Webb could also determine whether or not isolated host galaxies. Hubble’s research showed that satellite quaternary galaxies were found in most quasars, but it was not possible to determine whether these galaxies were actually nearby or whether they were random superpositions. Webb’s spectral capabilities will allow astronomers to measure redshifts and, consequently, the distances of those obvious satellite galaxies to determine if they are at the same distance as a quasar.

Finally, Webb’s observations should give new insights into these extreme systems. Astronomers are still trying to figure out how a black hole can grow a billion times more in weight than our Sun in just a billion years. “These big black holes shouldn’t exist so early because they didn’t have enough time to grow so massive,” said co-author Stuart White of the University of Melbourne.

Further studies of quasars will also be fueled by synergies between several future observatories. Infrared research with the Euclid mission of the European Space Agency, as well as the Ground Observatory. Both observatories will significantly increase the number of known distant quasars. These newly formed quasars will then be studied by Hubble and Webb to gain new insights into the years of the universe’s existence.

List of references:

  1. “Host galaxies z = 7 quasars: predictions from BlueTides modeling”, Madeleine A Marshall, Yuain No, Titian Di Matteo, J. Stewart B. White, Stephen Wilkins, Rupert AK Croft and Jussy K. Kuusisto, October 5, 2020 ., Monthly reports of the Royal Astronomical Society.
    DOI: 10.1093 / mnras / staa2982
  2. “Limitation of ultraviolet radiation at rest from the far-infrared light of 6 quasar hosts” MA Marshall, M. Mechtli, RA Windhorst, SH Cohen, RA Yansen, L. Jiang, W. R. Jones, JSB Wyithe1, X. Fana. , N.P. Hutty, K. Janke, WC Kiel, A. M. Kekemoer, W. Marian, K. Wren, J. Robinson, H.A. Rettgering, R.E. Jan, August 27, 2020, Astrophysical Journal.
    DOI: 10.3847 / 1538-4357 / abaa4c

The modeling of Bluetides (project PI: Tiziana Di Matteo from Carnegie Mellon University) was performed on a computing device with a stable blue Waters petascal, supported by the National Science Foundation.

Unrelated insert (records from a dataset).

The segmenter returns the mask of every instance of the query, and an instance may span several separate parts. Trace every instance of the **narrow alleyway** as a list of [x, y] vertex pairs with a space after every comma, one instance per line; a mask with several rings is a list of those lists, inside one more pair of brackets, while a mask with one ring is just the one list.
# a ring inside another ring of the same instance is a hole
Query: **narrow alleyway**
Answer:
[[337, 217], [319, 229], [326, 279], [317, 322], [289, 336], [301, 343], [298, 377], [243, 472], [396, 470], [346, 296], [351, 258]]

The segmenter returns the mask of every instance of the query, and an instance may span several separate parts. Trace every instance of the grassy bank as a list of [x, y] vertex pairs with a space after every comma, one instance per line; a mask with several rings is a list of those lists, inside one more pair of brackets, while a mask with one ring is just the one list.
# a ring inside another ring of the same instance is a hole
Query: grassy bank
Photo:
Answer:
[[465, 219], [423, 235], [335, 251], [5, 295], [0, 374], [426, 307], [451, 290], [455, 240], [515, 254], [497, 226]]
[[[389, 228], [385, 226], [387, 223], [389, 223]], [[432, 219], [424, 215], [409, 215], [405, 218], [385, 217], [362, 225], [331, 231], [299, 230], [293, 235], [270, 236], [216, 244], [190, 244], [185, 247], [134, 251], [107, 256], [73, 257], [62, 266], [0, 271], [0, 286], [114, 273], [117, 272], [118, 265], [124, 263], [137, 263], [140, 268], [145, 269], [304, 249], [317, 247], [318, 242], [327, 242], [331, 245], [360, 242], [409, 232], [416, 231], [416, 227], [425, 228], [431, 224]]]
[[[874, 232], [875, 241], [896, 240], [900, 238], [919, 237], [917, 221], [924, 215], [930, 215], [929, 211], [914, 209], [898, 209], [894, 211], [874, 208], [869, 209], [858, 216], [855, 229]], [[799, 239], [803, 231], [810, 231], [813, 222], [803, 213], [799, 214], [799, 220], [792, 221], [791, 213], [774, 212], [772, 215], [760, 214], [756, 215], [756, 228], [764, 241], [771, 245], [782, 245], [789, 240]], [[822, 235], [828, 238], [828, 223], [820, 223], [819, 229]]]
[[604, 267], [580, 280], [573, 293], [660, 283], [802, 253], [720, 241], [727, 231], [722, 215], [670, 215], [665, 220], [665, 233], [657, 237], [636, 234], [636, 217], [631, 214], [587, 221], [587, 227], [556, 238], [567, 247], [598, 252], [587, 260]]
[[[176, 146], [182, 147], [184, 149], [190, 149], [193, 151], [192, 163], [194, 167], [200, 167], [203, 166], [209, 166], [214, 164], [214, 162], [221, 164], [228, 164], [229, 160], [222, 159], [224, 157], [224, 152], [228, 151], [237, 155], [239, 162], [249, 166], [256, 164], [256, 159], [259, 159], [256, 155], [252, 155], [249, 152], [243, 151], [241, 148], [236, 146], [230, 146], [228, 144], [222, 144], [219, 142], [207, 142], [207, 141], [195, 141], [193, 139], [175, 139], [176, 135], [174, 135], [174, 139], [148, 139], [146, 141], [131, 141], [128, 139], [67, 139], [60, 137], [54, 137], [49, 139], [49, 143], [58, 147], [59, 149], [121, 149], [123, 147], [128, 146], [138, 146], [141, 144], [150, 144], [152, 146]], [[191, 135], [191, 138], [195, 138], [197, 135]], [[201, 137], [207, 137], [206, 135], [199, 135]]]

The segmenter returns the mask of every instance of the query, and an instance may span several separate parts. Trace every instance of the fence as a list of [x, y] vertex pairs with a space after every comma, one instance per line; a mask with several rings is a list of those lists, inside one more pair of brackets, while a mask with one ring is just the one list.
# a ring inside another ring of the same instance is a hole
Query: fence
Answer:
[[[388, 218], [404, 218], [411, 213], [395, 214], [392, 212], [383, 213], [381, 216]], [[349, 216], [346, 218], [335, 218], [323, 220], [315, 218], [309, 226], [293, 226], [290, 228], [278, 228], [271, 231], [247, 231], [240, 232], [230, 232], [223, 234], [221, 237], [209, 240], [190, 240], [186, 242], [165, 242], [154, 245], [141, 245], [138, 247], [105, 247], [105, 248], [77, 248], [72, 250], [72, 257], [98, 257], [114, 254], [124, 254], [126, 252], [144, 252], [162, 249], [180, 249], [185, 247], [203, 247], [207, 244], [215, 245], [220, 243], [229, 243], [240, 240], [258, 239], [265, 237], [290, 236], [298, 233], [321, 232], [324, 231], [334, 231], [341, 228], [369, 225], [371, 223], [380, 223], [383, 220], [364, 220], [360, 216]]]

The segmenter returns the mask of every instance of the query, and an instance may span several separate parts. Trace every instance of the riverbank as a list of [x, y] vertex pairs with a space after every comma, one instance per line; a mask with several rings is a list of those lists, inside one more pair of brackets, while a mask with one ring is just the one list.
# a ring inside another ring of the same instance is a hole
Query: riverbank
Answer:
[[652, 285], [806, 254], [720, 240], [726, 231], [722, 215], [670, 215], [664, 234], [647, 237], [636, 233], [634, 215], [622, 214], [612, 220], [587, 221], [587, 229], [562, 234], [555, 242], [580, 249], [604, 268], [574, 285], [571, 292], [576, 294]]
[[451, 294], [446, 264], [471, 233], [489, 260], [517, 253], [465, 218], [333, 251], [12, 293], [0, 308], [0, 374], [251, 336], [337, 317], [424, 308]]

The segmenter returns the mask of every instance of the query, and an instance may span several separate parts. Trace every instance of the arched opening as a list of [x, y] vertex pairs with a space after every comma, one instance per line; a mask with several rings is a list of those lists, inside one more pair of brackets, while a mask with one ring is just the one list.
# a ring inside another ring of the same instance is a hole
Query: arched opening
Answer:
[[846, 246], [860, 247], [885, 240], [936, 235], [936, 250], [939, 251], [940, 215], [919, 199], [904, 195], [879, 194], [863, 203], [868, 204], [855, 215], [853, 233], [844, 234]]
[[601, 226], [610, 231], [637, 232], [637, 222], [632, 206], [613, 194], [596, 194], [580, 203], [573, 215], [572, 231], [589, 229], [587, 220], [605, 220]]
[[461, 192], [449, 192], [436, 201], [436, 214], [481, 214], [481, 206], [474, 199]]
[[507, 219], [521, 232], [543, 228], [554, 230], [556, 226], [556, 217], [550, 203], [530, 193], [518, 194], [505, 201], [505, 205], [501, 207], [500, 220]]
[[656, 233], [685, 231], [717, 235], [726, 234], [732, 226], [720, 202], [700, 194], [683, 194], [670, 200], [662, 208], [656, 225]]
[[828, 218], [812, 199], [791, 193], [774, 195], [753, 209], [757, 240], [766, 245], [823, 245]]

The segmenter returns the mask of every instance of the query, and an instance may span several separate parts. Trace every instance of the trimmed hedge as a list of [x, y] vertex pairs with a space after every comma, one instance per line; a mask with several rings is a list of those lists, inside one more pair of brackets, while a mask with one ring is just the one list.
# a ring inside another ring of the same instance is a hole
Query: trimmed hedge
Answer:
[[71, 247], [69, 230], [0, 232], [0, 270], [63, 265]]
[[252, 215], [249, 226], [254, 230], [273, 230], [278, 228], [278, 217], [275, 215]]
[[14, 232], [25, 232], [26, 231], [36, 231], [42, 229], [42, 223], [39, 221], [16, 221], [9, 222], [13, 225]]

The James Webb Space Telescope will be the world’s first space science observatory when it opens in 2021. Webb will solve mysteries in our solar system, look into distant worlds around other stars and explore the mysterious structures and origins of our universe and our place in it. Webb is an international program run by NASA and its partners, ESA (European Space Agency) and the Canadian Space Agency.